Interactive tool
Before comparing Swiss P2P or crowdlending platforms, put your assumptions through this screener. It converts an advertised interest rate into a loss-scenario range and tells you which verification questions your inputs leave open. Everything runs in your browser; nothing you enter is stored or sent anywhere.
What the screener assumes
The model is deliberately simple: net return ≈ interest − platform fee − expected credit loss, where expected credit loss is your default assumption multiplied by the share not recovered. The stress case triples your default assumption and cuts recovery by twenty percentage points — roughly the shape of a bad credit year. It ignores taxes, reinvestment gaps and currency moves, which is why the output links you to the pages that cover those. Treat the result as a structured list of questions, not a forecast.
Method & status
Simplified expected-loss arithmetic as described in our methodology. Default and recovery inputs are your assumptions, not market data. Tool logic last reviewed: 14 July 2026.
Educational tool, not financial advice. The screener does not recommend platforms and does not imply FINMA endorsement of anything. Lending investments can lose all invested capital and are not bank deposits.

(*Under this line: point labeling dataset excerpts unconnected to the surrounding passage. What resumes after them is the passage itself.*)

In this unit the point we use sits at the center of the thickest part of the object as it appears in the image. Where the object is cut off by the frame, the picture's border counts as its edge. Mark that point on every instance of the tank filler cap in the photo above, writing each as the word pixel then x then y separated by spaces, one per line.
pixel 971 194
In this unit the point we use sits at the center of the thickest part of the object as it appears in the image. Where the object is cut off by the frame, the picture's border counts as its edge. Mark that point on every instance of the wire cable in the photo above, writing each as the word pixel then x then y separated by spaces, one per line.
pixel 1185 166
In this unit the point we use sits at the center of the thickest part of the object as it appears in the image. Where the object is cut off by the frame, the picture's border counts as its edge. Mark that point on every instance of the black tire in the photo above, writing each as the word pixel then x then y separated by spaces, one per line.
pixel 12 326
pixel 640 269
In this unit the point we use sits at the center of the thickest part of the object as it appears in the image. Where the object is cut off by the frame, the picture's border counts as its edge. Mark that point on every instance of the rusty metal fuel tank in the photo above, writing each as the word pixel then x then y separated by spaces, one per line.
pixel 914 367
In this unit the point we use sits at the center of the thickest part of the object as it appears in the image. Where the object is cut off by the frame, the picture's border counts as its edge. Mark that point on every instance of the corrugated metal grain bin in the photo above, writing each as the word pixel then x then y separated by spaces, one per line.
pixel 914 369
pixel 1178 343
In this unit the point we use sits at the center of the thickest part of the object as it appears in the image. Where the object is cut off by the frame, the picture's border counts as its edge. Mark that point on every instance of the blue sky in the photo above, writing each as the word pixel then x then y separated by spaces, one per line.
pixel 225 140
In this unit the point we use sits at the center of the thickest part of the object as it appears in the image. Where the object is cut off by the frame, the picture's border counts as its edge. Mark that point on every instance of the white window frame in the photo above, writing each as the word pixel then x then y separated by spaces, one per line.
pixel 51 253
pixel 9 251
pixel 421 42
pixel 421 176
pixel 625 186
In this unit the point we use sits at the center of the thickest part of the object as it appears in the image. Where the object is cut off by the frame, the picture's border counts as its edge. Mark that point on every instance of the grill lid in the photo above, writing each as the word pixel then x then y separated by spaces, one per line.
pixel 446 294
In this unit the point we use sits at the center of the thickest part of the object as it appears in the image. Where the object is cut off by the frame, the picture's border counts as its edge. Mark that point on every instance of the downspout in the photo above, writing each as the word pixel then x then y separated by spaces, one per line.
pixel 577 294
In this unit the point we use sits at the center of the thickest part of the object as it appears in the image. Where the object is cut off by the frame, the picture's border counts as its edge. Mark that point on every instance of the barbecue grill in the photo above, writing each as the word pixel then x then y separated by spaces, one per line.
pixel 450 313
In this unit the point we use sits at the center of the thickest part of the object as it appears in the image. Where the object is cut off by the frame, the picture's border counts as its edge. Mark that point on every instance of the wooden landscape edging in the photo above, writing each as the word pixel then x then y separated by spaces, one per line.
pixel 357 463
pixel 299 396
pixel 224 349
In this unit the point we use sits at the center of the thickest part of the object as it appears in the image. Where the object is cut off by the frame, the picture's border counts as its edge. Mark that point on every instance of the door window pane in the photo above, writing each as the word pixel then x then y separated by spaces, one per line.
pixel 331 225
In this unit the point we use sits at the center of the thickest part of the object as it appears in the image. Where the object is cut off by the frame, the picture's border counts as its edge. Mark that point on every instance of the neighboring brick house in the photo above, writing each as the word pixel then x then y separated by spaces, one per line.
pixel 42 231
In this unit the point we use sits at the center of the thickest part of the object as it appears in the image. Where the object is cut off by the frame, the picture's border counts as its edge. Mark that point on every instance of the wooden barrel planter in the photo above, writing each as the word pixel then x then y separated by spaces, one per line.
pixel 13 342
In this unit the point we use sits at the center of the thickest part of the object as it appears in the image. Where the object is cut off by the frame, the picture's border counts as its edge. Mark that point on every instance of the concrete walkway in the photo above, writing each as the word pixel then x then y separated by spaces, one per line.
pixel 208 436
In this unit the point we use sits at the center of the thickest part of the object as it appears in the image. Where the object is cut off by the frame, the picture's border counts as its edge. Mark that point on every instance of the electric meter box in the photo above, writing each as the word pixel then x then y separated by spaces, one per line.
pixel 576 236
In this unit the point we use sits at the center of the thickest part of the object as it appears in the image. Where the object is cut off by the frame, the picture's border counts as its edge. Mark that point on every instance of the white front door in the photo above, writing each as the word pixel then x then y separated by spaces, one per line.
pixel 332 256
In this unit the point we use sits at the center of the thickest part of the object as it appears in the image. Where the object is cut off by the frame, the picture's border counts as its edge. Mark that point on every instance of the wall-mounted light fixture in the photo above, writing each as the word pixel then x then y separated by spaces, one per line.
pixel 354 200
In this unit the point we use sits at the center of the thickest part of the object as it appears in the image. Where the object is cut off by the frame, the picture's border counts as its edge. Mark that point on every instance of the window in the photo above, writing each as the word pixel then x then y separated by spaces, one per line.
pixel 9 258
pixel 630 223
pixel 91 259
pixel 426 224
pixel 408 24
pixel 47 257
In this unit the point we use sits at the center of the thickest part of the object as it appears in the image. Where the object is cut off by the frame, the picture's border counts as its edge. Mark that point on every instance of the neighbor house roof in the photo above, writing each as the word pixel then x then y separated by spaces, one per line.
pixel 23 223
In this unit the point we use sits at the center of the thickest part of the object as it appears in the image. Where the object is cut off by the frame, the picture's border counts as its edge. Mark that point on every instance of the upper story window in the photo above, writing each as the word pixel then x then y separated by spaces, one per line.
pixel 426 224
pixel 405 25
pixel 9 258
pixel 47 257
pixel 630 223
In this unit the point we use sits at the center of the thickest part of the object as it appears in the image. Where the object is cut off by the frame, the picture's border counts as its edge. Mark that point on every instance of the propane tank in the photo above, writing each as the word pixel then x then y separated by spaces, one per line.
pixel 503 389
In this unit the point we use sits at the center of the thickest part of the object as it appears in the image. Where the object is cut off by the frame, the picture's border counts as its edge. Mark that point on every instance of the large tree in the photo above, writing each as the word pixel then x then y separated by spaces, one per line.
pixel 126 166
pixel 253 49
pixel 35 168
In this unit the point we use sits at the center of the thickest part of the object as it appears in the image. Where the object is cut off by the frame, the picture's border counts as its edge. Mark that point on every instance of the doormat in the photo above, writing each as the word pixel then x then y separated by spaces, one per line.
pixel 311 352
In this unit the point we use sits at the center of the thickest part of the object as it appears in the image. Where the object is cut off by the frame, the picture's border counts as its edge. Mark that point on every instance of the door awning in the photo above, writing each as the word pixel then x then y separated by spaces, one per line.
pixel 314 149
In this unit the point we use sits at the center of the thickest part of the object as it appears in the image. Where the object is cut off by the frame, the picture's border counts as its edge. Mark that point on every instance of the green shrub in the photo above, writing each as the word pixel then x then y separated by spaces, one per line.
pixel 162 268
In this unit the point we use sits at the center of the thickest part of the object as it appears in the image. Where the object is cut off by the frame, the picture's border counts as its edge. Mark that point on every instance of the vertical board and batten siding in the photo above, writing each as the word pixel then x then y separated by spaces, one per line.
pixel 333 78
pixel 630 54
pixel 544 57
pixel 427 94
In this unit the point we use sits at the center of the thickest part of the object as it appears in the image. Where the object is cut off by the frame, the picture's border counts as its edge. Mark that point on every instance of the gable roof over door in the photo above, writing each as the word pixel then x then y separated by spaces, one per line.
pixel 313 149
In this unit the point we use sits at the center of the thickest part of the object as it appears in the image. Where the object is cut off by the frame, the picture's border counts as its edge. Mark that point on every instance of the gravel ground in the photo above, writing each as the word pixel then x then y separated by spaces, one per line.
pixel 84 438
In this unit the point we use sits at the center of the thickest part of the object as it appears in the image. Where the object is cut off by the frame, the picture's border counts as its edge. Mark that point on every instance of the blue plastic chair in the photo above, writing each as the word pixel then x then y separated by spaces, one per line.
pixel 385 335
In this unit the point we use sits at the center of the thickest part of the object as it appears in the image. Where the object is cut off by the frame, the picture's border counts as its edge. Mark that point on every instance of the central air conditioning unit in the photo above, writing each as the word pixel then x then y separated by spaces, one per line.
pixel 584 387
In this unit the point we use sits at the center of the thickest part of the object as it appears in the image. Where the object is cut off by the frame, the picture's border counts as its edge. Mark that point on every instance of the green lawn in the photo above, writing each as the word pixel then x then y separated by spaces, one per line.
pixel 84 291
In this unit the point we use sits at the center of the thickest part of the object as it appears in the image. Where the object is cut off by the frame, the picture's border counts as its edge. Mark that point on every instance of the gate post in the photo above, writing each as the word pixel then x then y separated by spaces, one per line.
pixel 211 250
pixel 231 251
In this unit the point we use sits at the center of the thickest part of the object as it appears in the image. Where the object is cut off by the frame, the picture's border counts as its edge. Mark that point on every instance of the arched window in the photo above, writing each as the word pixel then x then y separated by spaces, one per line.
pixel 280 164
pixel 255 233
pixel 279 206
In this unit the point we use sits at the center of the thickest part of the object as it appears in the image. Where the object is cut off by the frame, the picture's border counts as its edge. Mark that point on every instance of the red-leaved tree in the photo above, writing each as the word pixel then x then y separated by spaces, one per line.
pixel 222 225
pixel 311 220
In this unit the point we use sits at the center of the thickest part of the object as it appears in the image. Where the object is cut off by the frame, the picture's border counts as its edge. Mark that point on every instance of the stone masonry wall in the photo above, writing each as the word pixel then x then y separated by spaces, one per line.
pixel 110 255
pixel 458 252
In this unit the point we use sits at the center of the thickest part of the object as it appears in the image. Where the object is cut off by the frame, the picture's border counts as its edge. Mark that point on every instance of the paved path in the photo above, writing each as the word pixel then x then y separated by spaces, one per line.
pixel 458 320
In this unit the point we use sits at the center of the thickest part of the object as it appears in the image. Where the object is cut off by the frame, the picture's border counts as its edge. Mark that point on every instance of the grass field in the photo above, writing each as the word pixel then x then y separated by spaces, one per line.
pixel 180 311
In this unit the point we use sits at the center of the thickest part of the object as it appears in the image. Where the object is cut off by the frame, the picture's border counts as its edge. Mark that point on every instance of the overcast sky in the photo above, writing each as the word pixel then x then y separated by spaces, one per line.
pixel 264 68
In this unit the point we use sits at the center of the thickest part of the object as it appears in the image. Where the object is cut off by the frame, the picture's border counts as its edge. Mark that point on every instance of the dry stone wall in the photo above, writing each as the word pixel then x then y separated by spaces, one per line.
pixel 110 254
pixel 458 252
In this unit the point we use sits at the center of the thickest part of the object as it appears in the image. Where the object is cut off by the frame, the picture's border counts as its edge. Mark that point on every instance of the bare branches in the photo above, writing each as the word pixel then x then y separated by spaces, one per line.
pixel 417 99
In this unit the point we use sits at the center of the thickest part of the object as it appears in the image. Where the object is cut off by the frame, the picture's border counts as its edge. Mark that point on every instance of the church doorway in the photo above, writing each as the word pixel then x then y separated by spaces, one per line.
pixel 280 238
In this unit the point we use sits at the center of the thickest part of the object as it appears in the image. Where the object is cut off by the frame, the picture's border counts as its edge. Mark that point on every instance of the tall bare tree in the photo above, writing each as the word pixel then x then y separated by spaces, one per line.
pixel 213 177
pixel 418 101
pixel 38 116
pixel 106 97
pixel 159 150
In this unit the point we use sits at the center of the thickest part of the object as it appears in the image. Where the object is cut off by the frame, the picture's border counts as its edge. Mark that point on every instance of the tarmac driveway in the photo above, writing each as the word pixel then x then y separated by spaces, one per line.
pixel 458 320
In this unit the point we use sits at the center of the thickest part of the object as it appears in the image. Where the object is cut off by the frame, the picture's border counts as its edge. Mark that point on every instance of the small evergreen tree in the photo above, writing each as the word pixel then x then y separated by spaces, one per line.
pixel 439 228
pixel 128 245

Frequently asked questions
Does the screener store my inputs?
No. The calculation runs entirely in your browser with a small script. Nothing is saved, transmitted or profiled — see the privacy policy.
Where do I get a realistic default assumption?
Platforms publish historical default and arrears figures with varying honesty. Read how to verify performance claims in our platform comparison guide, and stress your number upward rather than trusting a marketing page.
Why is there no “recommended platform” in the output?
Because a screener cannot know platform quality. It sizes your scenario’s risk mechanics; the verification checklist is how you interrogate an actual platform.